Quantum Circuit Model of Black Hole Evaporation

TL;DR

This paper models black hole evaporation using a quantum circuit approach, revealing how entanglement between the black hole and Hawking radiation varies with parameters, and suggesting conditions for information loss or preservation.

Contribution

It introduces a quantum circuit model to analyze black hole evaporation, highlighting the dependence of entanglement structure on black hole mass and radiation frequency, and exploring implications for the information paradox.

Findings

Entanglement depends on black hole mass and radiation frequency.

Low frequency radiation leads to separable black hole-radiation states after the Page time.
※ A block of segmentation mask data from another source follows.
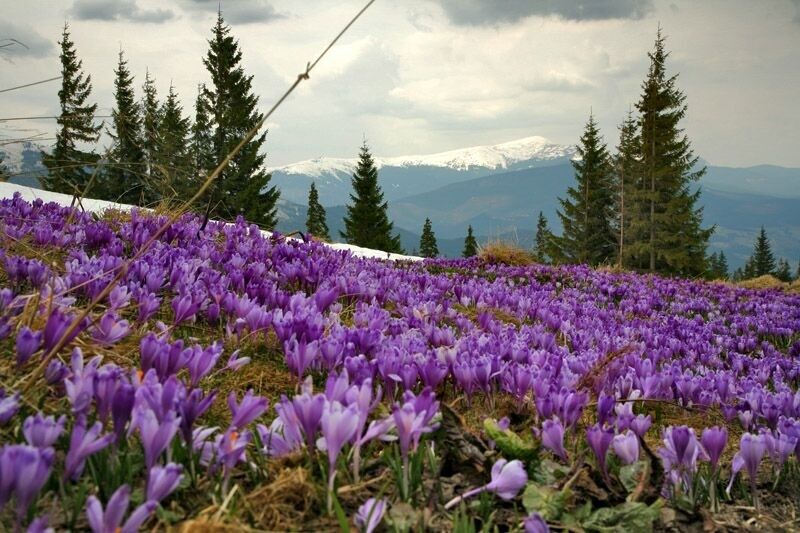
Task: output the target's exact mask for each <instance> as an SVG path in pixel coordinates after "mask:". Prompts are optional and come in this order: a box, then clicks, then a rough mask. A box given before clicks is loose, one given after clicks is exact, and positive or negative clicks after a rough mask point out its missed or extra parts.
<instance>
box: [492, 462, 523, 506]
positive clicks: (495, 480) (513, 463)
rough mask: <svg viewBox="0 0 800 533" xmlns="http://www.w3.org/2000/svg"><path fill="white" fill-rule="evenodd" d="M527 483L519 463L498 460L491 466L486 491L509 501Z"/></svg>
mask: <svg viewBox="0 0 800 533" xmlns="http://www.w3.org/2000/svg"><path fill="white" fill-rule="evenodd" d="M527 483H528V474H527V472H525V467H524V466H523V465H522V462H521V461H519V460H517V459H514V460H513V461H510V462H509V461H506V460H505V459H498V460H497V462H496V463H495V464H494V465H493V466H492V481H490V482H489V484H488V485H486V490H487V491H489V492H494V493H495V494H497V495H498V496H500V498H502V499H503V500H511V499H513V498H514V497H516V495H517V494H518V493H519V491H520V490H522V488H523V487H524V486H525V484H527Z"/></svg>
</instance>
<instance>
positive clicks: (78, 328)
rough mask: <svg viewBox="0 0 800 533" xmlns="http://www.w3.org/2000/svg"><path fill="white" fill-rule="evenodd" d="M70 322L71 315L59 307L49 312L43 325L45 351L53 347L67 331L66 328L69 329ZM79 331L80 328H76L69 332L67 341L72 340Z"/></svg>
mask: <svg viewBox="0 0 800 533" xmlns="http://www.w3.org/2000/svg"><path fill="white" fill-rule="evenodd" d="M70 324H72V317H71V316H67V315H66V314H64V313H63V312H62V311H61V310H60V309H58V308H55V309H53V310H52V311H51V312H50V316H49V317H48V318H47V322H46V323H45V325H44V333H43V340H44V349H45V351H46V352H49V351H50V350H52V349H53V348H54V347H55V345H56V344H57V343H58V341H59V340H60V339H61V337H63V336H64V334H65V333H66V332H67V329H69V326H70ZM79 331H80V328H76V329H75V331H73V332H72V333H71V334H70V338H68V339H67V342H70V341H72V339H74V338H75V337H76V336H77V334H78V333H79Z"/></svg>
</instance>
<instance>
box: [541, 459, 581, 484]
mask: <svg viewBox="0 0 800 533" xmlns="http://www.w3.org/2000/svg"><path fill="white" fill-rule="evenodd" d="M570 470H571V468H570V467H569V466H566V465H562V464H561V463H557V462H555V461H552V460H550V459H543V460H542V462H541V463H539V465H538V468H537V469H536V470H534V471H533V474H532V475H531V479H532V480H533V481H535V482H536V483H538V484H539V485H555V484H556V483H557V482H558V481H560V480H562V479H564V478H565V477H566V476H567V474H569V473H570Z"/></svg>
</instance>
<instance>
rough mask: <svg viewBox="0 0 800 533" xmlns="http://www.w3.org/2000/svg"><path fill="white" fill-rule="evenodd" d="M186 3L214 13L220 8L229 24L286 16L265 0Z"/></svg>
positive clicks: (263, 21) (281, 18)
mask: <svg viewBox="0 0 800 533" xmlns="http://www.w3.org/2000/svg"><path fill="white" fill-rule="evenodd" d="M186 4H187V5H188V6H189V7H190V8H191V9H196V10H202V11H213V12H214V13H216V11H217V9H221V10H222V16H223V17H224V18H225V21H226V22H229V23H231V24H253V23H259V22H272V21H273V20H278V19H282V18H286V14H284V13H280V12H279V11H277V10H276V9H275V8H274V7H273V6H272V4H271V3H270V2H269V1H267V0H235V1H233V0H228V1H220V0H189V1H188V2H186Z"/></svg>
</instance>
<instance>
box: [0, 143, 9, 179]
mask: <svg viewBox="0 0 800 533" xmlns="http://www.w3.org/2000/svg"><path fill="white" fill-rule="evenodd" d="M5 157H6V154H5V152H3V151H2V150H0V182H6V181H8V169H7V168H6V165H5V163H4V161H5Z"/></svg>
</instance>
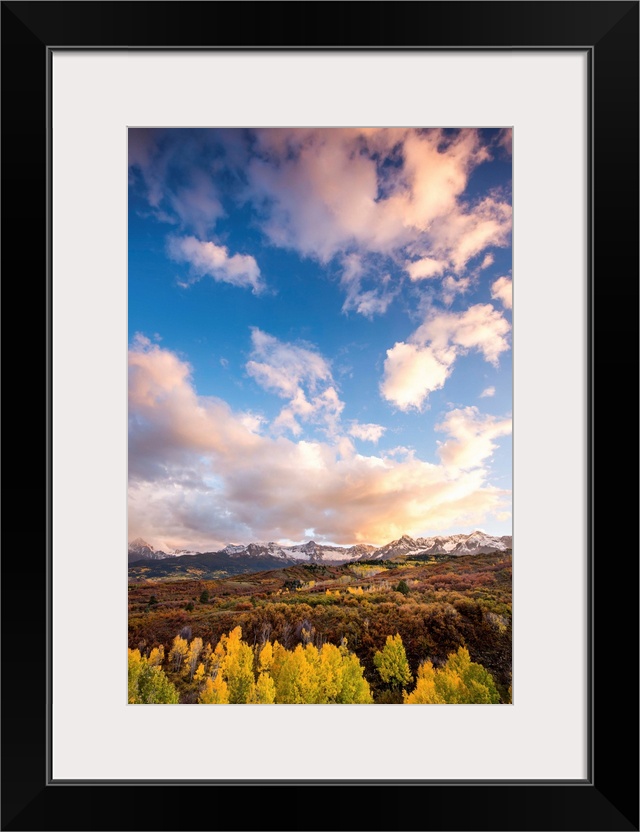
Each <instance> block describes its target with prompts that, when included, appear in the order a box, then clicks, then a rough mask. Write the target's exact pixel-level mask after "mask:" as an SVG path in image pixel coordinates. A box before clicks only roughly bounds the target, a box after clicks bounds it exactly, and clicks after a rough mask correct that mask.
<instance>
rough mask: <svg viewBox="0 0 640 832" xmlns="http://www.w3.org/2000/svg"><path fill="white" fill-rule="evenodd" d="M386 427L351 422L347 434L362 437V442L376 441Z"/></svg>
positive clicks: (378, 425)
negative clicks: (350, 426)
mask: <svg viewBox="0 0 640 832" xmlns="http://www.w3.org/2000/svg"><path fill="white" fill-rule="evenodd" d="M385 430H386V428H385V427H383V426H382V425H375V424H362V423H361V422H352V424H351V427H350V428H349V435H350V436H353V437H355V438H356V439H362V440H363V441H364V442H373V443H374V444H375V443H376V442H378V440H379V439H380V437H381V436H382V434H383V433H384V432H385Z"/></svg>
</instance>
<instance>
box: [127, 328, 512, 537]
mask: <svg viewBox="0 0 640 832" xmlns="http://www.w3.org/2000/svg"><path fill="white" fill-rule="evenodd" d="M129 368H130V375H129V385H130V388H129V397H130V398H129V423H130V435H129V480H130V490H129V522H130V530H129V532H130V537H131V538H134V537H137V536H141V537H143V538H144V539H146V540H148V541H149V542H150V543H152V544H154V545H161V546H196V547H197V548H215V547H216V546H218V545H221V544H223V543H225V542H227V541H229V540H245V541H248V540H286V539H288V540H301V539H302V538H303V537H304V536H305V529H314V534H315V535H316V536H317V537H318V539H325V540H332V541H335V542H337V543H342V544H350V543H356V542H359V541H366V542H373V543H383V542H386V541H387V540H390V539H392V538H393V537H396V536H398V535H399V534H402V533H405V532H406V533H409V534H420V533H424V532H425V531H427V530H439V529H446V528H448V527H450V526H452V525H459V526H469V525H477V524H481V523H483V522H484V521H485V520H486V519H487V517H488V516H492V515H495V513H496V512H499V511H500V512H504V511H505V510H506V509H507V508H508V498H509V494H508V492H505V491H501V490H500V489H497V488H495V487H492V486H491V485H488V484H487V475H488V472H487V470H486V469H485V467H483V465H482V464H481V463H482V460H483V458H484V454H485V450H486V445H483V447H482V449H477V450H474V452H473V454H471V453H470V452H467V457H465V459H464V460H463V461H464V462H465V465H466V466H467V467H464V466H462V465H460V464H457V463H458V462H459V461H460V460H456V459H454V458H453V457H455V456H456V452H455V449H454V448H453V446H451V445H449V446H447V443H446V442H445V444H444V445H443V446H442V447H441V449H440V453H441V456H442V454H443V453H444V454H445V456H446V455H449V456H451V457H452V459H447V461H446V462H445V461H444V460H443V462H442V463H441V464H432V463H428V462H424V461H422V460H419V459H417V458H416V457H415V455H414V454H413V453H412V452H407V451H406V449H405V451H404V452H403V453H389V454H388V455H377V456H376V455H371V456H364V455H361V454H358V453H356V452H355V450H354V448H353V444H352V442H351V441H350V440H349V439H348V438H347V437H343V436H342V437H341V436H338V437H335V439H332V440H331V441H328V442H309V441H304V440H301V441H298V442H295V441H292V440H290V439H287V438H285V437H283V436H280V437H277V438H273V437H271V436H269V435H267V434H265V433H263V432H262V424H261V422H260V419H256V418H255V417H253V416H252V414H246V413H237V412H234V411H233V410H232V409H231V408H230V407H229V406H228V405H227V404H226V403H225V402H223V401H221V400H219V399H214V398H210V397H202V396H199V395H198V394H197V392H196V391H195V389H194V387H193V381H192V377H191V370H190V367H189V365H188V364H186V363H185V362H183V361H181V360H180V359H179V358H178V357H177V356H176V355H175V354H173V353H171V352H170V351H169V350H166V349H162V348H161V347H159V346H158V345H156V344H151V343H150V342H149V341H146V340H145V339H139V340H138V341H137V342H136V343H134V344H133V346H132V348H131V350H130V353H129ZM474 420H475V422H474ZM445 422H446V419H445ZM469 422H471V423H472V425H473V424H474V423H477V424H476V427H475V428H473V426H472V427H471V428H468V430H469V431H470V432H471V438H472V439H473V438H474V436H476V435H477V434H480V435H482V436H485V435H488V436H489V437H490V438H489V441H490V442H491V441H492V438H495V436H497V435H498V433H496V431H497V430H498V427H497V426H495V425H493V426H491V427H489V426H488V423H486V422H483V420H482V418H481V417H480V416H479V415H475V416H474V415H473V414H472V415H471V416H468V415H466V416H465V415H464V414H463V418H462V420H460V419H458V420H456V417H454V416H451V421H450V429H451V433H450V440H447V442H449V441H451V442H458V443H461V442H464V441H467V435H466V434H465V433H464V431H463V428H462V427H461V424H463V425H467V424H468V423H469ZM443 424H445V423H443ZM447 430H449V428H447ZM474 430H475V434H474V433H473V431H474ZM445 446H447V447H448V450H445V451H443V450H442V448H444V447H445ZM459 453H460V452H458V454H459ZM454 462H455V463H456V464H455V465H454V464H453V463H454ZM472 464H475V465H476V467H471V466H472Z"/></svg>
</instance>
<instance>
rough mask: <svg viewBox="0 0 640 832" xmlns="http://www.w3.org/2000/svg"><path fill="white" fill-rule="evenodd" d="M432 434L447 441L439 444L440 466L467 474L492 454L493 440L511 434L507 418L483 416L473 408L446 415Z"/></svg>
mask: <svg viewBox="0 0 640 832" xmlns="http://www.w3.org/2000/svg"><path fill="white" fill-rule="evenodd" d="M436 430H441V431H445V432H446V433H448V434H449V437H450V438H449V439H447V440H446V442H443V443H440V444H439V448H438V455H439V457H440V459H441V460H442V462H443V463H444V464H445V465H446V466H447V467H450V468H456V469H458V468H460V469H464V470H468V469H472V468H478V467H479V466H480V465H482V463H483V462H484V461H485V459H487V458H489V457H490V456H491V455H492V454H493V452H494V450H495V449H496V447H497V446H496V444H495V442H494V440H495V439H497V438H498V437H501V436H507V435H509V434H510V433H511V418H508V419H496V418H495V417H494V416H483V415H482V414H481V413H480V412H479V410H478V408H477V407H464V408H459V409H456V410H452V411H450V412H449V413H448V414H447V416H446V418H445V419H444V420H443V421H442V423H441V424H439V425H436Z"/></svg>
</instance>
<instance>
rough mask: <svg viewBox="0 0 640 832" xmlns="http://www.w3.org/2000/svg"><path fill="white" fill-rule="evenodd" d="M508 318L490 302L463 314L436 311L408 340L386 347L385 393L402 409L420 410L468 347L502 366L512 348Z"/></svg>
mask: <svg viewBox="0 0 640 832" xmlns="http://www.w3.org/2000/svg"><path fill="white" fill-rule="evenodd" d="M510 329H511V326H510V324H509V322H508V321H507V320H506V319H505V318H504V317H503V316H502V315H501V313H500V312H498V311H497V310H496V309H494V308H493V306H492V305H491V304H476V305H475V306H471V307H469V309H467V310H466V311H464V312H457V313H456V312H437V311H431V312H430V313H429V314H428V315H427V318H426V320H425V322H424V323H423V324H422V325H421V326H420V327H419V328H418V329H417V330H416V331H415V332H414V333H413V334H412V335H411V337H410V338H409V340H408V342H404V341H400V342H397V343H396V344H395V345H394V346H393V347H391V349H389V350H387V358H386V360H385V362H384V377H383V380H382V382H381V385H380V392H381V394H382V396H383V398H385V399H386V400H387V401H389V402H391V403H392V404H394V405H395V406H396V407H398V408H399V409H400V410H410V409H411V408H417V409H420V408H421V407H422V406H423V405H424V403H425V402H426V400H427V398H428V396H429V394H430V393H432V392H433V391H434V390H439V389H441V388H442V387H444V384H445V382H446V380H447V378H448V377H449V375H450V374H451V372H452V370H453V366H454V364H455V362H456V360H457V359H458V358H459V357H460V356H462V355H464V354H465V353H466V352H467V351H469V350H474V351H477V352H479V353H480V354H481V355H482V357H483V358H484V360H485V361H487V362H489V363H490V364H492V365H494V366H497V364H498V359H499V357H500V354H501V353H502V352H504V351H506V350H508V349H509V341H508V334H509V331H510Z"/></svg>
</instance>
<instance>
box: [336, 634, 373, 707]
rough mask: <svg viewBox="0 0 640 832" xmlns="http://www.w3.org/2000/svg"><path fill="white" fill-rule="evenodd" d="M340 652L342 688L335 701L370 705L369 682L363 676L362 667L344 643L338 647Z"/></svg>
mask: <svg viewBox="0 0 640 832" xmlns="http://www.w3.org/2000/svg"><path fill="white" fill-rule="evenodd" d="M340 652H341V654H342V688H341V690H340V693H339V694H338V698H337V699H336V702H339V703H340V704H344V705H352V704H357V705H370V704H371V703H372V702H373V697H372V696H371V689H370V687H369V683H368V682H367V680H366V679H365V678H364V668H363V667H362V665H361V664H360V660H359V659H358V657H357V656H356V654H355V653H350V652H349V651H348V650H347V648H346V645H343V646H342V647H341V648H340Z"/></svg>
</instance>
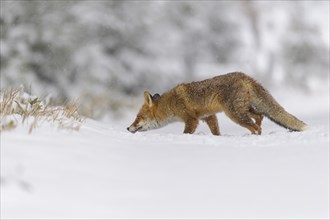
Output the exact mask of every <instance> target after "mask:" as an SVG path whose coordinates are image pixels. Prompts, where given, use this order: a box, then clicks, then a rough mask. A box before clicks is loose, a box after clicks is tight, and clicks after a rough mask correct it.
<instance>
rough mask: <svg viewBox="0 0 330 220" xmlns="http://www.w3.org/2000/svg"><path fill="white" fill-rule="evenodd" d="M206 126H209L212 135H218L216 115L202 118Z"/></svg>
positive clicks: (216, 117)
mask: <svg viewBox="0 0 330 220" xmlns="http://www.w3.org/2000/svg"><path fill="white" fill-rule="evenodd" d="M204 120H205V122H206V124H207V125H208V126H209V128H210V130H211V132H212V134H213V135H217V136H219V135H220V131H219V125H218V119H217V116H216V115H210V116H207V117H206V118H204Z"/></svg>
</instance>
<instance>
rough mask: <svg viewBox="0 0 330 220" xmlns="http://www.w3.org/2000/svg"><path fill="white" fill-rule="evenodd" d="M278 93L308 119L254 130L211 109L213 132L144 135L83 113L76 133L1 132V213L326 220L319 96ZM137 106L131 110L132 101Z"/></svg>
mask: <svg viewBox="0 0 330 220" xmlns="http://www.w3.org/2000/svg"><path fill="white" fill-rule="evenodd" d="M323 94H324V95H323V96H321V95H314V96H307V95H306V96H304V95H302V94H296V93H294V92H290V93H286V94H285V93H279V94H276V95H275V97H276V99H277V100H278V101H279V103H281V104H282V105H283V106H284V107H285V108H286V109H287V110H288V111H289V112H291V113H292V114H294V115H296V116H297V117H298V118H299V119H301V120H303V121H305V122H306V123H307V124H308V125H309V129H308V130H307V131H305V132H300V133H297V132H288V131H287V130H285V129H283V128H282V127H279V126H277V125H276V124H274V123H272V122H270V121H269V120H268V119H265V120H264V122H263V134H262V135H261V136H253V135H250V134H249V131H248V130H246V129H244V128H241V127H239V126H238V125H236V124H234V123H233V122H231V121H230V120H229V119H227V118H226V117H225V116H224V114H219V115H218V119H219V124H220V129H221V132H222V136H220V137H216V136H212V135H211V134H210V132H209V130H208V128H207V127H206V125H205V124H203V123H201V124H200V126H199V127H198V130H197V131H196V134H194V135H183V134H182V130H183V124H182V123H175V124H172V125H169V126H167V127H165V128H162V129H159V130H154V131H150V132H146V133H137V134H131V133H129V132H127V131H126V127H127V126H128V125H129V124H130V123H131V122H132V121H133V119H134V117H135V113H136V112H131V113H130V114H128V115H127V117H125V118H123V119H117V120H110V119H108V120H107V121H102V122H97V121H93V120H91V119H87V120H86V122H85V124H84V125H83V126H82V127H81V129H80V131H79V132H76V131H67V130H58V129H57V128H55V127H53V126H52V125H50V124H43V125H42V126H41V127H40V128H38V129H36V130H35V131H34V132H33V133H32V134H28V131H27V130H28V129H27V125H25V126H20V127H18V128H17V129H15V130H12V131H9V132H3V133H1V218H3V219H10V218H21V219H38V218H41V219H46V218H63V219H69V218H81V219H83V218H85V219H97V218H103V219H110V218H128V219H131V218H140V219H141V218H142V219H147V218H186V219H193V218H198V219H206V218H217V219H231V218H238V219H248V218H249V219H269V218H276V219H290V218H295V219H328V218H329V95H328V91H326V92H324V93H323ZM136 111H137V109H136Z"/></svg>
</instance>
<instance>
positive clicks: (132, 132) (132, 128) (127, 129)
mask: <svg viewBox="0 0 330 220" xmlns="http://www.w3.org/2000/svg"><path fill="white" fill-rule="evenodd" d="M141 128H142V127H137V128H136V127H134V126H132V125H131V126H129V127H127V131H129V132H131V133H132V134H134V133H135V132H137V131H138V130H140V129H141Z"/></svg>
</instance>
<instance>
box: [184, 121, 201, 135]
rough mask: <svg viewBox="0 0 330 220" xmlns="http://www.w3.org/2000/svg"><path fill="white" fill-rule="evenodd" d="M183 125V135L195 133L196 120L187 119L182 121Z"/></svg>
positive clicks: (196, 127)
mask: <svg viewBox="0 0 330 220" xmlns="http://www.w3.org/2000/svg"><path fill="white" fill-rule="evenodd" d="M184 123H185V128H184V131H183V133H185V134H192V133H194V132H195V130H196V128H197V126H198V119H195V118H189V119H187V120H185V121H184Z"/></svg>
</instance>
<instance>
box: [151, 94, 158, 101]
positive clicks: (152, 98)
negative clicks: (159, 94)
mask: <svg viewBox="0 0 330 220" xmlns="http://www.w3.org/2000/svg"><path fill="white" fill-rule="evenodd" d="M159 98H160V95H159V94H158V93H156V94H155V95H153V96H152V99H153V100H154V101H157V100H158V99H159Z"/></svg>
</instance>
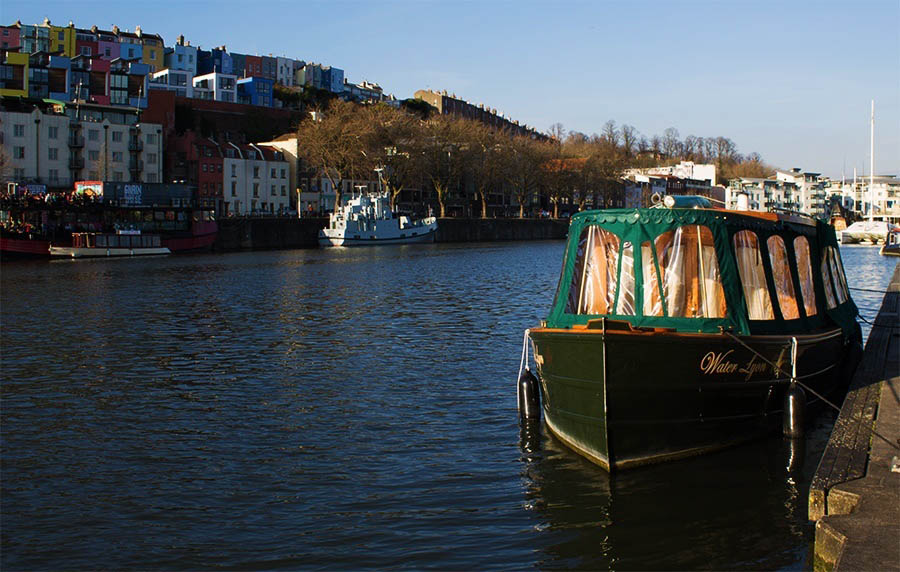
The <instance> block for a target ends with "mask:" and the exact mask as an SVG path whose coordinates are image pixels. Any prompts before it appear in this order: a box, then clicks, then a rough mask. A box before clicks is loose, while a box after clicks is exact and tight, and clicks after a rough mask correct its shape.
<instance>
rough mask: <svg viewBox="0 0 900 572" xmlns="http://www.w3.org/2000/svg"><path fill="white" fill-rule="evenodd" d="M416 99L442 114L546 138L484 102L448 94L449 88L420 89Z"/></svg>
mask: <svg viewBox="0 0 900 572" xmlns="http://www.w3.org/2000/svg"><path fill="white" fill-rule="evenodd" d="M414 96H415V98H416V99H421V100H422V101H424V102H425V103H427V104H429V105H431V106H432V107H434V108H435V109H436V110H437V113H439V114H441V115H452V116H454V117H463V118H466V119H472V120H475V121H480V122H481V123H484V124H485V125H488V126H491V127H494V128H496V129H503V130H506V131H508V132H510V133H511V134H514V135H521V136H524V137H531V138H532V139H546V137H547V136H546V135H544V134H543V133H540V132H538V131H537V130H535V129H534V128H533V127H530V126H528V125H519V122H518V121H513V120H511V119H509V118H507V117H504V115H503V114H502V113H497V110H496V109H491V108H487V107H485V106H484V104H479V105H475V104H473V103H469V102H468V101H464V100H462V99H459V98H458V97H456V94H448V93H447V90H444V91H433V90H430V89H420V90H419V91H417V92H416V93H415V94H414Z"/></svg>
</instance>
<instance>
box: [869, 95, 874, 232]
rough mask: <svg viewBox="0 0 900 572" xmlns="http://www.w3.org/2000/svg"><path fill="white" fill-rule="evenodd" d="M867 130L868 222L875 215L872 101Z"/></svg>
mask: <svg viewBox="0 0 900 572" xmlns="http://www.w3.org/2000/svg"><path fill="white" fill-rule="evenodd" d="M871 126H872V127H871V129H870V130H869V222H872V217H873V216H874V214H875V100H874V99H873V100H872V121H871Z"/></svg>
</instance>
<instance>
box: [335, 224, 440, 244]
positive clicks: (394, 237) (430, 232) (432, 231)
mask: <svg viewBox="0 0 900 572" xmlns="http://www.w3.org/2000/svg"><path fill="white" fill-rule="evenodd" d="M327 230H328V229H324V230H322V231H319V246H382V245H389V244H421V243H429V242H434V236H435V234H436V233H437V229H436V228H435V229H431V230H427V231H425V232H424V233H423V234H414V235H411V236H398V237H388V238H381V237H378V236H376V235H374V234H373V235H370V236H360V237H359V238H356V237H352V238H351V237H346V236H343V235H342V234H341V233H333V234H329V233H327Z"/></svg>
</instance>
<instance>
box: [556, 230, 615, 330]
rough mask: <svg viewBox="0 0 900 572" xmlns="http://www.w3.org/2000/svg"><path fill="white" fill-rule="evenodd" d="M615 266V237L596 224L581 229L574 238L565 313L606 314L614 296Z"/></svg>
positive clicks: (606, 313) (610, 233)
mask: <svg viewBox="0 0 900 572" xmlns="http://www.w3.org/2000/svg"><path fill="white" fill-rule="evenodd" d="M618 266H619V237H617V236H616V235H614V234H613V233H611V232H609V231H608V230H605V229H603V228H600V227H599V226H589V227H587V228H585V229H584V231H582V233H581V236H580V237H579V239H578V252H577V253H576V255H575V272H574V275H573V277H572V284H571V285H570V287H569V299H568V301H567V304H566V312H568V313H571V314H608V313H609V311H610V309H611V308H612V306H613V298H614V296H615V295H616V270H617V269H618Z"/></svg>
High frequency radiation maintains entanglement, preventing information loss.

Abstract

We consider a quantum circuit model describing the evaporation process of black holes. We specifically examine the behavior of the multipartite entanglement represented by this model, and find that the entanglement structure depends on the black hole mass $M$ and the frequency of the Hawking radiation $\omega$. For sufficiently small values of $M\omega$, the black hole and the radiation system becomes a separable state after the Page time and a firewall-like structure appears. On the contrary, for larger values of $M\omega$, the entanglement between the black hole and the radiation is not lost. These behaviors imply that owing to the monogamy property of the multipartite entanglement, low frequency modes of the Hawking radiation destroys the quantum correlation between the black hole and the emitted Hawking radiation.